Mit Bildung liess sich schnell viel Geld verdienen
Versagen eines NPM-Vorzeigemodells
In Neuseeland führte die Einführung von NPM zur Schliessung von psychiatrischen Kliniken, weil das ausgebildete Personal wegen NPM den Beruf wechselte. Die Patienten wurden in Gefängnisse überführt, wo sie vom Gefängnispersonal betreut werden mussten.
Neuseeland hatte 1989 eine Schulreform nach dem New Public Management-Modell durchgeführt und wurde auch für Buschor zum Vorzeigemodell. 10 Jahre später wurde es zum NPM-Versager-Modell, über das nicht mehr berichtet wird.
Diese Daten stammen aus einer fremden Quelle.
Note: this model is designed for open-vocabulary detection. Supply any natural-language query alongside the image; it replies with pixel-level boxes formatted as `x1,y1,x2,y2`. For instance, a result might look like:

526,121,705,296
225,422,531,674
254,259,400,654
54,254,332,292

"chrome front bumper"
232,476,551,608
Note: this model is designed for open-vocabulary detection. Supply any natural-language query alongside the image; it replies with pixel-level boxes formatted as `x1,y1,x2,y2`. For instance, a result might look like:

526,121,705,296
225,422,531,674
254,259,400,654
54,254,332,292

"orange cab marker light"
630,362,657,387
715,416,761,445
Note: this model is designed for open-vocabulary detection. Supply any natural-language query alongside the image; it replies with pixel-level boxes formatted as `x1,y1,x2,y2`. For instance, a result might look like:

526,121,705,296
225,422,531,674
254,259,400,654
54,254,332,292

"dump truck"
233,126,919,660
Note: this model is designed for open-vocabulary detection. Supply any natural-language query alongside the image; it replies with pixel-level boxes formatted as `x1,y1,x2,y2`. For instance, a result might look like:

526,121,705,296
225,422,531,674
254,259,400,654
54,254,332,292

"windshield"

Der durch die Möglichkeit der «freien Schulwahl» ausgelöste Wettbewerb zwischen Neuseelands Schulen hat zu Gewinner- und Verlierer-Schulen (mit ihren Oberschichts- bzw. Unterschichtskindern) und zu neuen Formen der Segregation geführt. NPM hat im Bildungsbereich eine Vergrösserung der Unterschiede in der Bildungsqualität zur Folge, weil das Hauptgewicht auf die Veränderung äusserer Strukturen gelegt und die differenzierte Ermittlung der effektiven pädagogischen Auswirkungen auf das eigentliche Lehren und Lernen vernachlässigt wird. Unterdessen müssen die Lehrpersonen Schulmarketingaufgaben übernehmen, die sie von der Hauptaufgabe der Bildung zeitaufwändig absorbieren. Konkret sieht das dann so aus: Neuseelands «Lehrer müssen auf jede Information achten, welche die Marktstellung der Schule in ihrer Umgebung verändern bzw. verschlechtern könnte. Sie sollten die Leistungen ihrer Schüler in den Medien propagieren; sie sollten neue Bereiche anfügen, welche die Diversität des School Programs hervorstreichen (auch um den Preis grösserer Klassen), und sie sollten das öffentliche und das private Verhalten ihrer Schüler so beeinflussen, dass das beste Bild der Schule daraus resultiert».
Quellen:
Buschor, Ernst: «Das neue Rechnungsmodell für Kantone und Gemeinden» 1978, in: Forum statisticum 10 (1978), S. 3–12
Buschor, Ernst: «New public management. Internationale Erfahrungen und Beiträge». Verlag Heidelberg Zündel & Partner Hrsg. 1996
Buschor, Ernst: «New Public Management als neuer Retter in der Not: Der Anspruchsvolle Weg zum New Public Management.» 1997, in: Reflegs – Informations- und Personalmagazin des GS EMD 1997, Nr. 7
Buschor, Ernst: «New Public Management: Reformbedarf auf Bundesstufe.» 2000, in: Vom Service Public zum Service au Public Zürich, 2000, S. 63–69, ISBN 3858238562
Pelizzari, Alessandro: «Die Ökonomisierung des Politischen: new public management und der neoliberale Angriff auf die öffentlichen Dienste», Konstanz 2001. ISBN 3-89669-998-9, Kapitel 3: Finanzpolitik und gesellschaftspolitische Gegenreformen im Kanton Zürich
Ernst Buschor: «Das Ausmass der Globalisierung wird nicht in Zürich entschieden.» «Wissensgesellschaft: Die Zukunft beginnt auf der Baustelle.» Zeitschrift Bilanz, 8.8.2003
Tonia Bieber: “Soft Governance in Education”. The PISA Study and the Bologna Process in Switzerland. „Staatlichkeit im Wandel“ − „Transformations of the State“ Bremen, 2010
http://de.wikipedia.org/wiki/Ernst_Buschor_%28%C3%96konom%29
Schon nur die Idee, staatliche Schule sollen Profitcenter sein, ist an Wahnsinn nicht zu überbieten. Buschor ist gescheitert und wir inzwischen hoffentlich gescheiter. Was der Typ an Schaden angerichtet hat, müsste man ihm eigentlich persönlich in Rechnung stellen.
Die Ideen von Ernst Buschor richten in den Schulen immer noch Schaden an. Das Rad wurde nach seinem Abgang leider nicht zurückgedreht.